More interestingly, it is possible to estimate different rates over time, to examine the variable demographic histories of a sample. This is done by taking timeslices of the Empirical CDF (as we plotted on the right a number of cells previously) and assuming a constant rate within each timeslice. This is unlikely to work well on a single tree, but will come into its own when analysing multiple trees along the genome, and is a similar approach to plots generated by pairwise inference methods such as PSMC:

In [None]:
num_timeslices = 5
multiple_timeslices = np.ceil(np.logspace(1, np.log10(ts.max_time), num_timeslices+1))
multiple_timeslices[0] = 0  # set the fist timeslice to start at 0

display(HTML(f"<h3>Piecewise rate over {num_timeslices} log-spaced timeslices</h3>"))
rates, times = pair_coalescence_rates(ts, multiple_timeslices)
rates = rates.flatten()

for i in range(num_timeslices):
    print(
        f"From {times[i]} to {times[i+1]}:",
        f"pairwise coalescent rate={rates[i]:.3g}"
    )

display(SVG(ts.draw_svg(
    y_ticks=times,
    y_gridlines=True,
    size=(1000, 500),
    symbol_size=0,
    time_scale="log_time",
    y_axis=True,
    node_labels={},
    style=".y-axis .tick .grid {stroke: red}",
    x_axis=False
)))

fig, (ax_rate, ax_IICR) = plt.subplots(1, 2, figsize=(15, 5))

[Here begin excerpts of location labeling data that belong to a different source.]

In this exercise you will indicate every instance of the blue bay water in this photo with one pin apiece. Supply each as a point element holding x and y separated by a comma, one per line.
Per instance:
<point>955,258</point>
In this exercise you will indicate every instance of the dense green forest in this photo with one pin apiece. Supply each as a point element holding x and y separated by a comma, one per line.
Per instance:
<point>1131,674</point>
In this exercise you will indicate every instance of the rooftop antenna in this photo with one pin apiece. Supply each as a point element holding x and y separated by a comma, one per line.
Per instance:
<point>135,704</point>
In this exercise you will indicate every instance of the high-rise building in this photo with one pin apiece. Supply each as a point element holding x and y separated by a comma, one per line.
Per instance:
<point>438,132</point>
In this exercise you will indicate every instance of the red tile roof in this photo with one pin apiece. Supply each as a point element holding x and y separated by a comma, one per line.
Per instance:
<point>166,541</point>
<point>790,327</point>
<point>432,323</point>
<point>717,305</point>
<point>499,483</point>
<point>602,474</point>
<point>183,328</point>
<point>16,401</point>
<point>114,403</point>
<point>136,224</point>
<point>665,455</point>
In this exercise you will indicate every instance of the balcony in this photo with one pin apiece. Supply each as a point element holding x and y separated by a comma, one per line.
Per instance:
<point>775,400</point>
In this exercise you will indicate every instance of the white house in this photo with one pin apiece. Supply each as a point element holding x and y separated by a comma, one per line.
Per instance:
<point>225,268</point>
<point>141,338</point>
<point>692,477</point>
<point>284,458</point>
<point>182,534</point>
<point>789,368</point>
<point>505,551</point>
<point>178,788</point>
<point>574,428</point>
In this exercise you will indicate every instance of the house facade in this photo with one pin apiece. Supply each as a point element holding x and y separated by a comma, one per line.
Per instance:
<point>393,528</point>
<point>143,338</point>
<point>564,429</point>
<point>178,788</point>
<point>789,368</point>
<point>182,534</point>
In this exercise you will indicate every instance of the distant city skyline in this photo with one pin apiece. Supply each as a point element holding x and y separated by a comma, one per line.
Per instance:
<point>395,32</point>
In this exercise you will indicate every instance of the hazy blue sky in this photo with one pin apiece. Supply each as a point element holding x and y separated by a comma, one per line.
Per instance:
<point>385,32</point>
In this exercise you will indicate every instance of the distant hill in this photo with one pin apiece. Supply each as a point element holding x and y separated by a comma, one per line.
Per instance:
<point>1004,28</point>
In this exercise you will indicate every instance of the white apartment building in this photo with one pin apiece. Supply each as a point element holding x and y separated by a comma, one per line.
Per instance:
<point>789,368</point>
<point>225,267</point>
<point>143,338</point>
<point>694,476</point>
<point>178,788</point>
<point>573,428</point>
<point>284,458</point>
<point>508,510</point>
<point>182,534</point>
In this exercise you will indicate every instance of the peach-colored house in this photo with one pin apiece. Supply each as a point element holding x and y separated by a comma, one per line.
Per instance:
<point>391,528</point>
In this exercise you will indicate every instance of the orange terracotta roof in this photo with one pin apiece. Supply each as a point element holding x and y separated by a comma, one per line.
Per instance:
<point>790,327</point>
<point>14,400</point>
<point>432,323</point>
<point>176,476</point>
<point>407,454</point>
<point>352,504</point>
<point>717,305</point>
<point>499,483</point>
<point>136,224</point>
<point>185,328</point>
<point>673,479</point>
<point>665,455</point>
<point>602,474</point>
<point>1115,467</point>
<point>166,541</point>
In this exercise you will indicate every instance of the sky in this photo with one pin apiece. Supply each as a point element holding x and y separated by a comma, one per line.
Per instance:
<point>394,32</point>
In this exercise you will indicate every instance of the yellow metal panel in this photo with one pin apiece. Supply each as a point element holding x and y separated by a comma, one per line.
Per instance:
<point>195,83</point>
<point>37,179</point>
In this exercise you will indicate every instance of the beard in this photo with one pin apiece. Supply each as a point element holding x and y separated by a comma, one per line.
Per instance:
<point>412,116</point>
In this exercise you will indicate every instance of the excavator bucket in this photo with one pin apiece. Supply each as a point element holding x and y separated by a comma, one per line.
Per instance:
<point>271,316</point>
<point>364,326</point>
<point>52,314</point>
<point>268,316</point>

ax_rate.stairs(rates, times, baseline=None)
ax_rate.set_xscale("log")
ax_rate.axhline(y=1/(2*diploid_pop_size), c="tab:orange")
ax_rate.set_xlabel("Time (generations ago)")
ax_rate.set_ylabel("Instantaneous Coalescence Rate")
ax_rate.set_xlim(1, None)

ax_IICR.stairs(1/rates, multiple_timeslices, baseline=None)
ax_IICR.set_xscale("log")
ax_IICR.axhline(y=2*diploid_pop_size, c="tab:orange")
ax_IICR.set_xlabel("Time (generations ago)")
ax_IICR.set_ylabel("Inverse Instantaneous Coalescence Rate")
ax_IICR.set_xlim(1, None);
plt.suptitle("Estimated coalescence rates over time");

The right hand plot is simply the reciprocal of that on the left, giving the Inverse Instantaneous (pairwise) Coalescence Rate, or IICR. This can be numerically easier to interpret because in an unstructured population, it is a measure of (haploid) population size. However, changes in the IICR can either reflect changes in population size *or* changes in population substructure. It is therefore less misleading to label this as the IICR, rather than the effective haploid population size.

### Bonus exercise

From the tree plot, you can see that the oldest bin contains very few coalescence points, so is expected to be estimated with greater error. It is possible to choose quantiles of the coalescence times, so that an equal number of coalescent points are taken in each timeslice:

In [None]:
# Exercise: repeat the plots above providing `quantiles=[0, 0.2, 0.4, 0.6, 0.8, 1.0]` rather than the direct
# multiple_timeslices argument to the pair_coalescence_rates() function. Is there less variability in tne IICR estimates?